With this stark declaration, uttered with absolute certainty, The Misfit pulls the grandmother into his dark universe so that she commits an act of Peter betrayal. He himself follows this up with a version of Thomas’ doubt:
“Maybe He didn’t raise the dead,” the old lady mumbled, not knowing what she was saying and feeling so dizzy that she sank down in the ditch with her legs twisted under her.

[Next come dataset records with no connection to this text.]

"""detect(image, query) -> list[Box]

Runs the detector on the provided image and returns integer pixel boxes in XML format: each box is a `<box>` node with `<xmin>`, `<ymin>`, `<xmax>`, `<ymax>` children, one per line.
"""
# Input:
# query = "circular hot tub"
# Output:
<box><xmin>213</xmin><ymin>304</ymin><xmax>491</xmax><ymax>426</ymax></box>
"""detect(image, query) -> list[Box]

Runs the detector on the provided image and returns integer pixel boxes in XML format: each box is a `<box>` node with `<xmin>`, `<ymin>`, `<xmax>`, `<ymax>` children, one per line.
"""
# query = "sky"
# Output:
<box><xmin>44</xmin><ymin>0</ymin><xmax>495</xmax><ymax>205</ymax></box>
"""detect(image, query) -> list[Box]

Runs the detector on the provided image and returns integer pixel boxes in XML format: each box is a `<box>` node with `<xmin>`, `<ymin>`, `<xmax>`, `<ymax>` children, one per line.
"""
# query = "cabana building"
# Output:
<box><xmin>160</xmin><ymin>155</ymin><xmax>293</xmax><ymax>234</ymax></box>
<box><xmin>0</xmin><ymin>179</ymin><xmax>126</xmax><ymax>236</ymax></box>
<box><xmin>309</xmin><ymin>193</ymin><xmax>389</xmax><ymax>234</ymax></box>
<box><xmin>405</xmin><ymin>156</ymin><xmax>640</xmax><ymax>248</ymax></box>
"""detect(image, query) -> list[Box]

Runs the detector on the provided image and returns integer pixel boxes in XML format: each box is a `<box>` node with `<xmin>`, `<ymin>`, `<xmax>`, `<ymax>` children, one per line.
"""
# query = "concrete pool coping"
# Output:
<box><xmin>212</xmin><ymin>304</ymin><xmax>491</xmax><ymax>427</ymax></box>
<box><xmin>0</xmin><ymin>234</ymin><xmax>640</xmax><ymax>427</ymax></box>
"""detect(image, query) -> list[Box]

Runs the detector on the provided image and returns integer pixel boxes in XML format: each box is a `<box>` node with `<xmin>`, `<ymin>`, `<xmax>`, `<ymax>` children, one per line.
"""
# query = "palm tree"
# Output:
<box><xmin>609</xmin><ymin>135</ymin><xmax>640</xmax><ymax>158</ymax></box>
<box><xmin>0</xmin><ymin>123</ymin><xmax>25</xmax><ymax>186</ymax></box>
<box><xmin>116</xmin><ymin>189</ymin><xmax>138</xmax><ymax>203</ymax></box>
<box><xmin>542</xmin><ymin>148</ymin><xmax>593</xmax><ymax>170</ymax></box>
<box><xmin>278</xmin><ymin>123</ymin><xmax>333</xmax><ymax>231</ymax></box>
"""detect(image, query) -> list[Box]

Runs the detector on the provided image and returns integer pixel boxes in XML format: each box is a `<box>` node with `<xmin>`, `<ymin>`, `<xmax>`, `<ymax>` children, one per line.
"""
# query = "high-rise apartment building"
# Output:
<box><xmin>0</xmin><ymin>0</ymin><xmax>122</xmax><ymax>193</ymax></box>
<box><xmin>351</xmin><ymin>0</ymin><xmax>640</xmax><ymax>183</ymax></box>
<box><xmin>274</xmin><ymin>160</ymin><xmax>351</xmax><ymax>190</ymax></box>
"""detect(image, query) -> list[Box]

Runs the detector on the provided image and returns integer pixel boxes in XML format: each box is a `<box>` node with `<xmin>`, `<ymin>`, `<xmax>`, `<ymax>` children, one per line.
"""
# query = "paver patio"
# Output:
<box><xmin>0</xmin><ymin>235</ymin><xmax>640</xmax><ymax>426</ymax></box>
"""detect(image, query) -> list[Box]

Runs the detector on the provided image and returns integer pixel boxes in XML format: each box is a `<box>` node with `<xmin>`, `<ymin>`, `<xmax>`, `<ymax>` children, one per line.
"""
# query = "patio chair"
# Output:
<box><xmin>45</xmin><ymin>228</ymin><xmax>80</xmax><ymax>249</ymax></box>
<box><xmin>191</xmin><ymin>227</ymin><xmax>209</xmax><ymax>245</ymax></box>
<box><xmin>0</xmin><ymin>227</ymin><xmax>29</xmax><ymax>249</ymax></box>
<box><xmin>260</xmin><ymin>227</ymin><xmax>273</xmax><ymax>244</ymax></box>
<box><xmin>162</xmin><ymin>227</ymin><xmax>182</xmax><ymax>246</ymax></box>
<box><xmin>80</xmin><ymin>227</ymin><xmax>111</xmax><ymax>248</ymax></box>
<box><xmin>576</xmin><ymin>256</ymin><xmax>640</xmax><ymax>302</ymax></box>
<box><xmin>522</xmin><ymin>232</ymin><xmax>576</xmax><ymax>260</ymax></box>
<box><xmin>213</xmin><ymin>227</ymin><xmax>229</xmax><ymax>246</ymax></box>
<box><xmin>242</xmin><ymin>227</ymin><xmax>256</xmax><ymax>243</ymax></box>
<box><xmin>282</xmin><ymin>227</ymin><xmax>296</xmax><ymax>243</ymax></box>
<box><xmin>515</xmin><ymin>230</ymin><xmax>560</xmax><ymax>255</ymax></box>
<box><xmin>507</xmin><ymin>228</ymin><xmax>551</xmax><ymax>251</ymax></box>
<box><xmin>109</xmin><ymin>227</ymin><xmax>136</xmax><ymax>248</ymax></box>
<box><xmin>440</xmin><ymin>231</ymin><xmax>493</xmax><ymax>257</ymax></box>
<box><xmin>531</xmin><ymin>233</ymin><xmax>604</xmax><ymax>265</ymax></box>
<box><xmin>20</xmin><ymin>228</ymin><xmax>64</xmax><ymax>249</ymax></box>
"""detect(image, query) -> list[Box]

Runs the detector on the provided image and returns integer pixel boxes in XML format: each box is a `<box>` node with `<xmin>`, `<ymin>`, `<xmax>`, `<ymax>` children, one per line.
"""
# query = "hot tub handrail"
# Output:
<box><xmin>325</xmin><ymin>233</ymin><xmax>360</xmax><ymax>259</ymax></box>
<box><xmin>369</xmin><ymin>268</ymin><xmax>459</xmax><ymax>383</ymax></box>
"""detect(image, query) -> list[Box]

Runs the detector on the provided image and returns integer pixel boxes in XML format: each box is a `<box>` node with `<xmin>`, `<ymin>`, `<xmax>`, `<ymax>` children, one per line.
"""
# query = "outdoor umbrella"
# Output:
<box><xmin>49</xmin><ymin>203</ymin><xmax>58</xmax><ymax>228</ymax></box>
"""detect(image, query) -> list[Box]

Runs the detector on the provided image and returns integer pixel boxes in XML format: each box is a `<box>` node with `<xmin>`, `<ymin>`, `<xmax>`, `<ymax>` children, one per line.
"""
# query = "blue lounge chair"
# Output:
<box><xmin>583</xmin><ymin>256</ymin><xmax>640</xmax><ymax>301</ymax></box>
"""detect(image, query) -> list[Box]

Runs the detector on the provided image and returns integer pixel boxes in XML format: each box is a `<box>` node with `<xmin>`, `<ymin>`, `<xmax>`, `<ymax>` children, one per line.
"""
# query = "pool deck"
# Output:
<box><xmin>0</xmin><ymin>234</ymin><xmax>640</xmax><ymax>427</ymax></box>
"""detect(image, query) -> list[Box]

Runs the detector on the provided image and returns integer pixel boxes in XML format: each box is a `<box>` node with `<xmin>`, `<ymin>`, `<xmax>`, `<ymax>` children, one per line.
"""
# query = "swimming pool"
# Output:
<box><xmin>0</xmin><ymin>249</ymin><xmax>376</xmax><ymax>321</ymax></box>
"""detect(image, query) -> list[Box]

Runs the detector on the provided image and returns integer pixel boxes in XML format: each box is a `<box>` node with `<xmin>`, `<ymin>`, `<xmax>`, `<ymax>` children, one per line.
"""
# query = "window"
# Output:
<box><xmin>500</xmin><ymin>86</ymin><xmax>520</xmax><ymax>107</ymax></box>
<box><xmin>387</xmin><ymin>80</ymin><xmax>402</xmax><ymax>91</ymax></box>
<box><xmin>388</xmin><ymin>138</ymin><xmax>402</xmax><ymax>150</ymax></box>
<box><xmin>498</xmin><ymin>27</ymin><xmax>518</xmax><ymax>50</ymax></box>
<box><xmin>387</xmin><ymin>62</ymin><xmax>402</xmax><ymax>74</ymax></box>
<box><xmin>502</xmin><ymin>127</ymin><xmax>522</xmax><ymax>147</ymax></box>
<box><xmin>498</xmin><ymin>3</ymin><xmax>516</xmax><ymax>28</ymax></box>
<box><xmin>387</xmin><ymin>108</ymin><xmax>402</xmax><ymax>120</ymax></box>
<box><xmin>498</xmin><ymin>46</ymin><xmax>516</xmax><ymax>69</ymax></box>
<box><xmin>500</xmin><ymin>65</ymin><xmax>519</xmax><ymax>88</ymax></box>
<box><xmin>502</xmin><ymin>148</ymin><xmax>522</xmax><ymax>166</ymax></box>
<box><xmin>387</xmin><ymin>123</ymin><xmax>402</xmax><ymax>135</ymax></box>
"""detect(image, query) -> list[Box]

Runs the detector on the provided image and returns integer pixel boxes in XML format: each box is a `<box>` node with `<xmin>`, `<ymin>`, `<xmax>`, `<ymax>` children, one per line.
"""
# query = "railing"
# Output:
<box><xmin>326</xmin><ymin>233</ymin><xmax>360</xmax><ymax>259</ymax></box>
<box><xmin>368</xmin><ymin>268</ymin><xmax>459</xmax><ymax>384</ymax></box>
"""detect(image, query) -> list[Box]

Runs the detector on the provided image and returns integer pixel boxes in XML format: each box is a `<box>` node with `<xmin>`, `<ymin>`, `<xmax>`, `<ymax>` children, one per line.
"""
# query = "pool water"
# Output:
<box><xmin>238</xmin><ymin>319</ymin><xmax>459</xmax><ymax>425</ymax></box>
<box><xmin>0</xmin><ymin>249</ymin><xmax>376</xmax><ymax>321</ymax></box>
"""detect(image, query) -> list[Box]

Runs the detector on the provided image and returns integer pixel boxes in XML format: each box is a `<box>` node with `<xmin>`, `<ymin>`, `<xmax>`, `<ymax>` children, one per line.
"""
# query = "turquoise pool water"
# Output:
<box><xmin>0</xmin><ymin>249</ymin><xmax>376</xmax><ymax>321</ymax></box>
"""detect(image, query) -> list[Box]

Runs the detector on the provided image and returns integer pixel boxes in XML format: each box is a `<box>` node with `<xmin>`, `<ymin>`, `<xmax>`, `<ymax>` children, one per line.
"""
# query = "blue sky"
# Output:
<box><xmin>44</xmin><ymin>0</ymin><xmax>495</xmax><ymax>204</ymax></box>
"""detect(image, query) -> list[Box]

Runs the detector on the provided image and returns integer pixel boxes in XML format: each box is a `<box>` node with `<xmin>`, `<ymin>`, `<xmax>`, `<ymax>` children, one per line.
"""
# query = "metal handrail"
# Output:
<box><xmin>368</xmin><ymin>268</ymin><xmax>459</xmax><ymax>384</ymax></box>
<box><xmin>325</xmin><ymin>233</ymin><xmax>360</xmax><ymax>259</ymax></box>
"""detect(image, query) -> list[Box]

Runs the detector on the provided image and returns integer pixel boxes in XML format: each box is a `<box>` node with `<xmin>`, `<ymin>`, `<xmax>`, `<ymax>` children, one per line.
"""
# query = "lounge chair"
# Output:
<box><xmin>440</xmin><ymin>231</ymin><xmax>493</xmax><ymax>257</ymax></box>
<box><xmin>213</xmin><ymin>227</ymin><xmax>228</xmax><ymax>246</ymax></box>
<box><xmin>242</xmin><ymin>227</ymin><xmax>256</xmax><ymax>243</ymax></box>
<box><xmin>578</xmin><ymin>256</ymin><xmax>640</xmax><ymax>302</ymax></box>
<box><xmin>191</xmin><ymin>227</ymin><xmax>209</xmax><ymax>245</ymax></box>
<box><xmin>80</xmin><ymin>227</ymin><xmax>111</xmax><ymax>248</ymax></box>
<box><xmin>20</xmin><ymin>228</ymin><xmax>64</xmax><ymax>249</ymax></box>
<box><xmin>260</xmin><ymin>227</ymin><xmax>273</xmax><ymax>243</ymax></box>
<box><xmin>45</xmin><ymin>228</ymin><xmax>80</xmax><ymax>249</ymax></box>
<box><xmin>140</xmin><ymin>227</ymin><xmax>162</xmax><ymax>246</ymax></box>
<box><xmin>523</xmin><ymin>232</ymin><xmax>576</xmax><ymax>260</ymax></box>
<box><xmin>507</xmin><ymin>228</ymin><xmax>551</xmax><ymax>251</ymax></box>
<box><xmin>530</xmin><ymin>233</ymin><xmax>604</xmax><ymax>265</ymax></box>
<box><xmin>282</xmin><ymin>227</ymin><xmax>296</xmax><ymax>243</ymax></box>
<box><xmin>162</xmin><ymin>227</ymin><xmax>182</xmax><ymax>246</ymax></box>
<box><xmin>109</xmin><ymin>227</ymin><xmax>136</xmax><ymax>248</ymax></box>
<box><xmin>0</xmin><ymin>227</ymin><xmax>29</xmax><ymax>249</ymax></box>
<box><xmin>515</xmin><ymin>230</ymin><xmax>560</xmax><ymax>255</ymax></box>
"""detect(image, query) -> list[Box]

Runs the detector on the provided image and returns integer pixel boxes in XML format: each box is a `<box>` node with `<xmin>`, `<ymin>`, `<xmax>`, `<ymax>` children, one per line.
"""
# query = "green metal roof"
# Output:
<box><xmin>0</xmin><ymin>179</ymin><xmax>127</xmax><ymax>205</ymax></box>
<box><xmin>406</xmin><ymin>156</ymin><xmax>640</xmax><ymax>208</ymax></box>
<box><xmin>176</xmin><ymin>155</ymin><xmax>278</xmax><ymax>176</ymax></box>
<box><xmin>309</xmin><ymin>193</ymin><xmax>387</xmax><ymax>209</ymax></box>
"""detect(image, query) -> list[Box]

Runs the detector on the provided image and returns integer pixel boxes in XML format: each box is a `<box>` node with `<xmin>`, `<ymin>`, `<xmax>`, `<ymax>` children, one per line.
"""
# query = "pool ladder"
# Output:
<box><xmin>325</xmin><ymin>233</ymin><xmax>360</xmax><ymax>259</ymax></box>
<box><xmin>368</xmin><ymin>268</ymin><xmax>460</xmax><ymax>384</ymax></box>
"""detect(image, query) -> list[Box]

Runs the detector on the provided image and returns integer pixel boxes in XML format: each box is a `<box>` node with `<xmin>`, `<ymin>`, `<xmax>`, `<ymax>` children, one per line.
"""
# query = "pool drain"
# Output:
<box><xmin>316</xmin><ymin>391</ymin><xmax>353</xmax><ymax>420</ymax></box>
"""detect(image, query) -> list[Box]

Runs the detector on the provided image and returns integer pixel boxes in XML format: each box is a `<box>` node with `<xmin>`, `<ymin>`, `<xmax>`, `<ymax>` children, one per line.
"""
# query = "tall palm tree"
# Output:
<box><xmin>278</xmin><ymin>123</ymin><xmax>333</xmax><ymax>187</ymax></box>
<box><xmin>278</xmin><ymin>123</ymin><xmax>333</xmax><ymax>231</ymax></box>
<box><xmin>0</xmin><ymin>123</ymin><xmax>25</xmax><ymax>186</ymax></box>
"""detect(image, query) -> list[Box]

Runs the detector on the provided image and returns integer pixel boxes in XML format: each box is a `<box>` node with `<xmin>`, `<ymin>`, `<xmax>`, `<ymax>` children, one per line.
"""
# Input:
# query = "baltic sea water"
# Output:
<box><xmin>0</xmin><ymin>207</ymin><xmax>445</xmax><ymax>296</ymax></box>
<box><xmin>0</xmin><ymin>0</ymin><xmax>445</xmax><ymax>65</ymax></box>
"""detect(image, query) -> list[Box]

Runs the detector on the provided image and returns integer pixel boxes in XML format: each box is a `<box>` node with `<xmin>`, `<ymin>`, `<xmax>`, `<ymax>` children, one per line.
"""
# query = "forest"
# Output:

“I wasn’t there so I can’t say He didn’t,” The Misfit said. “I wisht I had of been there,” he said, hitting the ground with his fist. “It ain’t right I wasn’t there because if I had of been there I would of known. Listen lady,” he said in a high voice, “if I had of been there I would of known and I wouldn’t be like I am now.”
And then, improbably, grace intervenes. Seeing his intense misery, the grandmother is somehow able to reach beyond her own fear, self-absorption, and sin-filled existence to a place of genuine compassion. It costs her her life but, as my colleague notes, she dies in a state of grace.
His voice seemed about to crack and the grandmother’s head cleared for an instant. She saw the man’s face twisted close to her own as if he were going to cry and she murmured, “Why you’re one of my babies. You’re one of my own children!” She reached out and touched him on the shoulder. The Misfit sprang back as if a snake had bitten him and shot her three times through the chest. Then he put his gun down on the ground and took off his glasses and began to clean them.
Hiram and Bobby Lee returned from the woods and stood over the ditch, looking down at the grandmother who half sat and half lay in a puddle of blood with her legs crossed under her like a child’s and her face smiling up at the cloudless sky.
Note the child image and the smile. The grandmother early in the story would never have wanted to be seen in such an unladylike posture, but now the clouds have cleared. In the story’s most famous line, The Misfit bears witness that she has found what he longs for:
“She would of been a good woman,” The Misfit said, “if it had been somebody there to shoot her every minute of her life.”
He, on the other hand, is condemned to a life of perpetual misery. Despite his earlier claim that one can find pleasure in meanness, he knows that he is condemned to a life of despair:
“Some fun!” Bobby Lee said.
“Shut up, Bobby Lee,” The Misfit said. “It’s no real pleasure in life.”
This is rough stuff, but that makes it all the more appropriate for Lent. Real faith isn’t easy.